If something sounds hard and you pay for it, and very little effort is put to explain it clearly , it probably gonna make it "important" , and so it is required ... You see my point?
Is there a temperature variable to this Fick's law? we know that increasing temperature in a system increases more collision within the system. Does increasing temperature proportionally increase diffusivity of material?
This is stupid. why am i paying money to go to college. you just explained something perfectly in about 10 minutes that my professor could not in one hour
I am conducting water barrier testing of a nanocomposite as per ASTM D570. Basically immersing the samples in water and testing the weight regularly in order to draw the graph of percentage of relative mass uptake vs. square root of time and ultimately calculate diffusion coefficient. Now, the ASTM standard asks us to maintain the thickness constant at 3.2 +/- 0.3 mm. Why so ? If Diffusion coefficient is a constant why thickness becomes so critical.
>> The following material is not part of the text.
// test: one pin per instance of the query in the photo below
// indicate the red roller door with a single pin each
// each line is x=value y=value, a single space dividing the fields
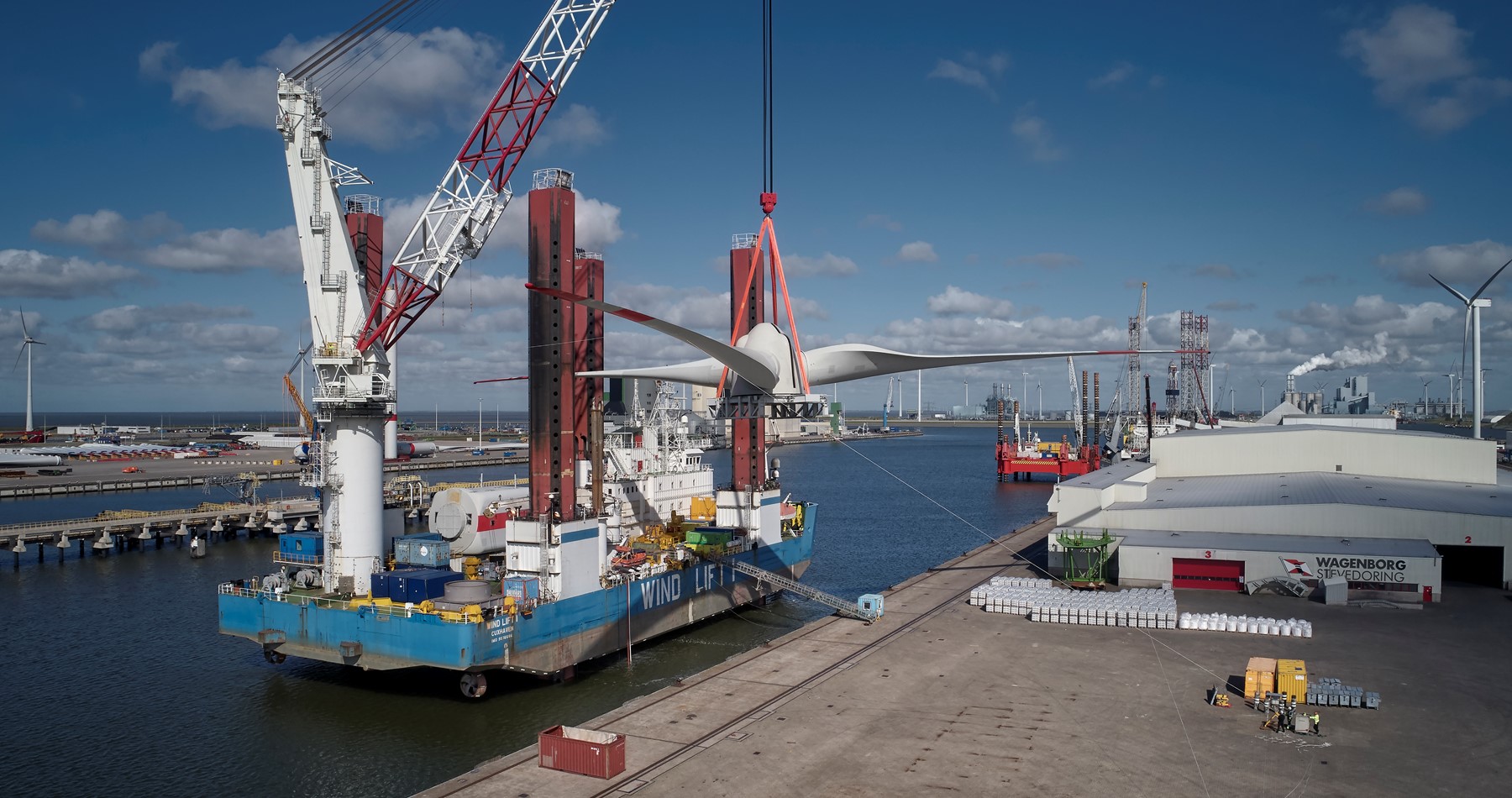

The equation’s notations used here are very limited and can be misleading. T should be reserved for temperature. Concentration is better than pressure.
good video ... i have doubt....i read in treybal that ,if pressure is decreased diffusion will be faster,because the no. of collision encountered by the molecules will be less..so the molecules moves faster ...plz help
Wooly Tomcat It does, but not anywhere close to the temperature differences discussed here, if you were doping a silicon wafer with germanium for example, the differences in diffusion due to temperature is very small on a per degC basis. However if you started diffusing at 0.1*Tmelt, and then compared it to 0.5*Tmelt, you would notice a considerable improvement.